Explaining Matching Michigan: an ethnographic study of a patient safety program
2015-07-13T08:21:20Z (GMT) by
BACKGROUND: Quality and safety improvement initiatives in healthcare often display two disconcerting effects. The first is a failure to outperform the secular trend. The second is the decline effect, where an initially promising intervention appears not to deliver equally successful results when attempts are made to replicate it in new settings. Matching Michigan, a patient safety program aimed at decreasing central line infections in over 200 intensive care units (ICUs) in England, may be an example of both. We aimed to explain why these apparent effects may have occurred. METHODS: We conducted interviews with 98 staff and non-participant observation on 19 ICUs; 17 of these units were participating in Matching Michigan. We undertook further telephone interviews with 29 staff who attended program training events and we analyzed relevant documents. RESULTS: One Matching Michigan unit transformed its practices and culture in response to the program; five boosted existing efforts, and 11 made little change.

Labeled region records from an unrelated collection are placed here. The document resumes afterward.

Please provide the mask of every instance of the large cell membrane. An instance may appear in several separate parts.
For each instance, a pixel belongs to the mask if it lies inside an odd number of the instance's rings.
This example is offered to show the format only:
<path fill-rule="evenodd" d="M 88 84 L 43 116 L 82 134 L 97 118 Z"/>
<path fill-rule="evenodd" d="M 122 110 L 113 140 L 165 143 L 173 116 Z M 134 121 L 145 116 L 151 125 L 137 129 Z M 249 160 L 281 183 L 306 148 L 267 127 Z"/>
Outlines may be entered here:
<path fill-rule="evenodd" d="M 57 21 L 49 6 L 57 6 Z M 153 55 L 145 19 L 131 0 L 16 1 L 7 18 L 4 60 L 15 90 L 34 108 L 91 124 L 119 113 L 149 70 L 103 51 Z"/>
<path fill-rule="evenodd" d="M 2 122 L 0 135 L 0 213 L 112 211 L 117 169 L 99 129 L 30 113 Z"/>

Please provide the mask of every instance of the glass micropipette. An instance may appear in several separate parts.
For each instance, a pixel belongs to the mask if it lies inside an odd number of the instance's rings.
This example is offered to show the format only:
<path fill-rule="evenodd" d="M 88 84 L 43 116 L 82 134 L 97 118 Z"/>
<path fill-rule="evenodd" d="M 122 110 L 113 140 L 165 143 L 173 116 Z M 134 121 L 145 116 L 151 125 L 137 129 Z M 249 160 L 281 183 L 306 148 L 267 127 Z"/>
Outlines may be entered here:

Matching Michigan's impact may have been limited by features of program design and execution; it was not an exact replica of the original project. Outer and inner contexts strongly modified the program's effects. The outer context included previous efforts to tackle central line infections superimposed on national infection control policies that were perceived by some as top-down and punitive. This undermined engagement in the program and made it difficult to persuade participants that the program was necessary. Individual ICUs' histories and local context were also highly consequential: their past experience of quality improvement, the extent to which they were able to develop high quality data collection and feedback systems, and the success of local leaders in developing consensus and coalition all influenced the program's impact on local practices. CONCLUSIONS: Improved implementation of procedural good practice may occur through many different routes, of which program participation is only one. The 'phenotype' of compliance may therefore arise through different 'genotypes.' When designing and delivering interventions to improve quality and safety, risks of decline effects and difficulties in demonstrating added value over the secular trend might be averted by improved understanding of program mechanisms and contexts of implementation.